Primera Therapeutics is focused on developing a first-in-class gene editing platform to target inherited mutant mitochondrial DNA, addressing the root cause of mitochondrial diseases. By using a fully customizable TALE-based system to target the mitochondrial genome, Primera aims to enable precision gene editing at the mitochondrial level for the first time. Leveraging an innovative toolbox and key strategic partners, the company seeks to accelerate the development of mitochondrial disease cures for an underserved patient population. Primera is pioneering the gene editing platform developed in the Mayo Clinic labs to correct a patient’s mutated mtDNA and discover potential cures for mitochondrial diseases.

Lento Bio

United States | Founded in 2022 | Preclinical | Ophthalmology | Small Molecules 

Lento Bio was formed in 2022 in collaboration with Ichor Life Sciences and Clarkson University’s Shipley Center for Innovation, aiming to develop effective, safe, and durable treatments for chronic age-related diseases using small molecules to target molecular damage. Their primary focus is the removal of Advanced Glycation End Products (AGEs), initially targeting damage to the lens in presbyopia while exploring further opportunities in systemic diseases.

Vicinitas Therapeutics

United States | Founded in 2022 | Pre-Clinical | Oncology | Deubiquitinase Targeting Chimera (DUBTAC)

Vicinitas Therapeutics is dedicated to creating next-generation medicines that impact patient lives, utilizing their proprietary Deubiquitinase Targeting Chimera (DUBTAC) platform to restore the levels of aberrantly degraded proteins that cause disease. The company is initially focusing on developing therapies in cancer and monogenic diseases. The DUBTAC platform aims to target aberrantly degraded proteins by removing ubiquitin chains from specific proteins, stopping their degradation and stabilizing their levels for therapeutic benefit.

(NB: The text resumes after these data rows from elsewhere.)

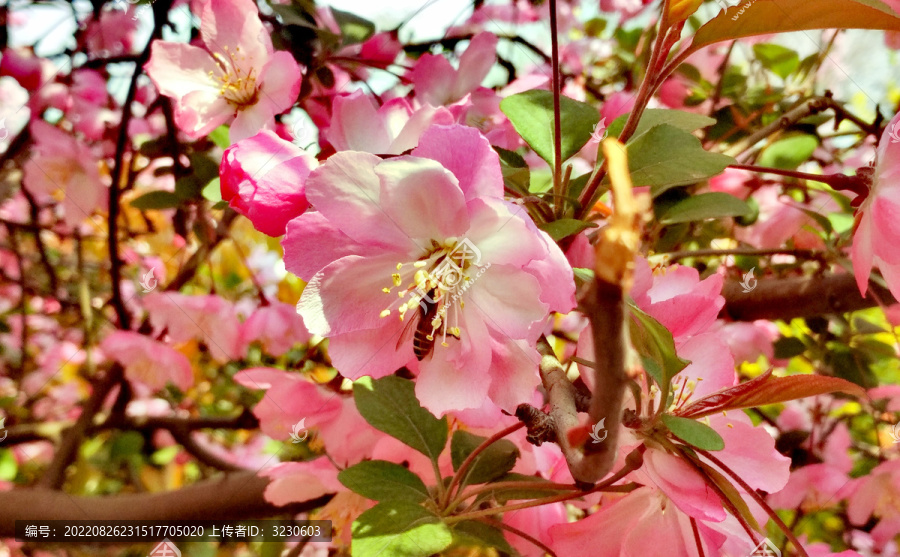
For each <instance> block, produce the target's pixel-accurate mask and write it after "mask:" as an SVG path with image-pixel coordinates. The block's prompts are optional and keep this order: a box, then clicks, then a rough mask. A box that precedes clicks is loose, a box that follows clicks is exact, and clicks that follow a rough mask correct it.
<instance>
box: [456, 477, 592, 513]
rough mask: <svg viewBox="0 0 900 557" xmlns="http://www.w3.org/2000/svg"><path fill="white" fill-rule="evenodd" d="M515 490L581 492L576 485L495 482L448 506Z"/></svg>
mask: <svg viewBox="0 0 900 557" xmlns="http://www.w3.org/2000/svg"><path fill="white" fill-rule="evenodd" d="M513 489H533V490H535V491H578V492H580V491H581V488H580V487H578V486H577V485H574V484H558V483H543V482H531V481H521V482H493V483H489V484H485V485H482V486H478V487H476V488H473V489H471V490H469V491H466V492H465V493H462V494H458V495H457V497H456V498H455V499H454V500H453V501H451V502H450V504H449V505H447V508H448V509H455V508H456V507H457V506H458V505H461V504H462V502H463V501H465V500H466V499H468V498H470V497H473V496H478V495H481V494H482V493H490V492H492V491H503V490H513Z"/></svg>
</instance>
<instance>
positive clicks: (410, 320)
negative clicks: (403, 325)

Belgium | Founded in 2022 | Pre-Clinical | Oncology | Small Molecules 

THERAtRAME is a biotech company focused on discovering and developing new small molecule inhibitors targeting tRNA epitranscriptomics to cure patients with untreatable cancer. Their unique discovery platform integrates cutting-edge technologies for the development and positioning of novel cancer therapies. By targeting tRNA epitranscriptomics, THERAtRAME aims to bring new treatment perspectives for cancer patients and become a leader in the field.

Adiso Therapeutics

United States | Founded in 2022 | Phase II Ready | Immunology | Small Molecule & Live Biotherapeutic Products 

Adiso Therapeutics is a clinical-stage biotechnology company focused on developing innovative therapies for chronic and progressive inflammatory diseases with high unmet needs. Their pipeline includes multimodal, locally acting small molecules and single strain live biotherapeutic products that modulate inflammation. By targeting dysregulated inflammation, Adiso aims to improve the lives of patients and their families with differentiated and effective therapies.

Forcefield Therapeutics

United Kingdom | Founded in 2022 | Pre-Clinical | Cardio-metabolic | Biotherapeutics 

Forcefield Therapeutics is a biopharmaceutical company focused on developing biotherapeutics to preserve and protect heart function after myocardial infarction (MI). They are leveraging their proprietary FunSel platform, a transformational search engine enabling the discovery of natural proteins that help existing cardiomyocytes protect themselves after MI. The company has identified three cardio-protective proteins with potential therapeutic applications and operates under a virtual R&D model backed by life sciences investment fund, Syncona.

DEM BioPharma

United States | Founded in 2022 | Pre-clinical | Oncology | Immunotherapies

DEM BioPharma is a biotechnology company that focuses on developing the next generation of immunotherapeutics for cancer treatment. The company’s proprietary CHoMP™ platform (Co-culture with Human Myeloid Phagocytes) is used to identify unexplored DEM and EM signals in a systematic and unbiased manner via inter-cellular CRISPR screening using tumor cells, primary macrophages, and other innate immune effector cells. Co-founded by the Longwood Fund and distinguished scientists Drs. Jonathan Weissman, Kipp Weiskopf, and Michael Bassik, DEM BioPharma aims to eliminate tumors by unleashing macrophages and other myeloid effector cells.